A childhood and adolescence living rather reclusively in the Mojave Desert of California. Independence, solitude, fear. Earthquakes. Explosions on the neighboring Marine Base. Wind. Being an only child and spending time observing, listening. Not sleeping. Strange dreams when I did sleep. Lots and lots of junk (i.e. actual rusted things like old cans, railroad spikes, engine blocks). And later on, adult love. Illness. Poorness. Gratitude. Awe. All of these influences went into Starshine Road, which is the name of the dirt road in Landers where I spent half of my childhood.

“Junk” by L. I. Henley
“Study in Rust” by L. I. Henley

2. How did you find out about Perugia Press?

I think I found out about the press first by reading Beg No Pardon by Lynne Thompson when I interviewed her for the lit magazine I ran at the time. Then later I read Jennifer Sweeney’s How to Live on Bread and Music. I thought, wow—this press puts out amazing books!

L. I. Henley and Lynne Thompson

3.  Can you describe an experience that confirmed Perugia Press was a good fit for you?

Well, it started with the phone call from Rebecca. I actually have a photo my husband, Jonathan, took of me getting that call. I’d share it, but it’s embarrassing. My face is red and I’m crying while giving Jonathan a thumbs-up. I was happy to have won, yes, (and I’ll add for context that I’d sworn the previous year I wasn’t going to send the manuscript out again, tired of the rejections and the finalist positions), but when I heard the voice on the other end of the line, so warm and genuine and calm, I knew I had made a great choice. Publishing with Perugia still remains my best publishing decision.

4. How have you changed as a poet, writer, or creative person since your book came out?

Oh, let me count the ways! Well, for one thing, if someone had told me when I was working on Starshine Road that I would next write a desert-gothic-novella-in-verse with multiple speakers I would not have thought that possible. More so, I wouldn’t have ever guessed I’d be writing creative nonfiction and making visual art. And now, I have officially left the desert, so I will change in ways I don’t even understand yet. (Side note: before we left, we took a drive down Starshine Road and come to find out it’s not even a passable road anymore.
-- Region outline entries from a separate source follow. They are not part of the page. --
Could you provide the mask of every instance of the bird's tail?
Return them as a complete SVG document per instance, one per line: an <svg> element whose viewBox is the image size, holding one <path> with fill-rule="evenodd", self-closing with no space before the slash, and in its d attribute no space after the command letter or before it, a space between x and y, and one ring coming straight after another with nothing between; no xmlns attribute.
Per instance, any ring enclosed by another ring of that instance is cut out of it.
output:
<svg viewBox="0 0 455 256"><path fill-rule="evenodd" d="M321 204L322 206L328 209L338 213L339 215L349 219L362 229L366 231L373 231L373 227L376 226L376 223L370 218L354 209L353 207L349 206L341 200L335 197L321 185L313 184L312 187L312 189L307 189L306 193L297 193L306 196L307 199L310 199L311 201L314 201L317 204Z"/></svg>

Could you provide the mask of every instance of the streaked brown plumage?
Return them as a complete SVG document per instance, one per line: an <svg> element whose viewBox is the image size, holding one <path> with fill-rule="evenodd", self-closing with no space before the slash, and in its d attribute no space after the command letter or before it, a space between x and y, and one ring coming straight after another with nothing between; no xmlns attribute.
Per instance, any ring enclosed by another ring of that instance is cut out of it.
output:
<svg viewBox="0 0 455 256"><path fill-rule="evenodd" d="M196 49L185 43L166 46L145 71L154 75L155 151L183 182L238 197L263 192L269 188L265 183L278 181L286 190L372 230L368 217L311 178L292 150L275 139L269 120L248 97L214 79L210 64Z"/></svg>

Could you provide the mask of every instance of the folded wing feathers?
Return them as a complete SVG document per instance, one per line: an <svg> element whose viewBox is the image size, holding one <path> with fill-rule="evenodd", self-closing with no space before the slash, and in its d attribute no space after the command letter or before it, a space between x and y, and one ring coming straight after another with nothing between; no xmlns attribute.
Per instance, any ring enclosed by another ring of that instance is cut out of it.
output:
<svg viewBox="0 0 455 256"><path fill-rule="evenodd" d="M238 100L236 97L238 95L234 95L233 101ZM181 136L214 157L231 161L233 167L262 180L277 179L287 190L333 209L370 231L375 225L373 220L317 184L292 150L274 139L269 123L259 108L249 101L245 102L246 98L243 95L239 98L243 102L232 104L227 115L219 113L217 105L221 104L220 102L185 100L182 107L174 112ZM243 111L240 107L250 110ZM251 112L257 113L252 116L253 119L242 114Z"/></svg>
The sign is there but the dirt path no longer connects to the thoroughfare.)

L. I. Henley’s novella-in-verse, Whole Night Through (What Books, 2019)
L. I. Henley’s Paper Dolls & Books doll for Jennifer K. Sweeney’s Foxlogic, Fireweed (Backwaters Prize/U. of Nebraska, 2020)

5. Other than poetry, what moves and motivates you?

Honesty, forgiveness, people having good faith conversations, making space for complexity of thought. Writers devoted to improving their craft. Writers devoted to the line, to the sentence. Animal rescues move me. The Ocean Cleanup Project moves me. My mother beginning to write about her life at age seventy both moves me and motivates me. My friends motivate me with their willingness, with their ability to keep picking up the pen.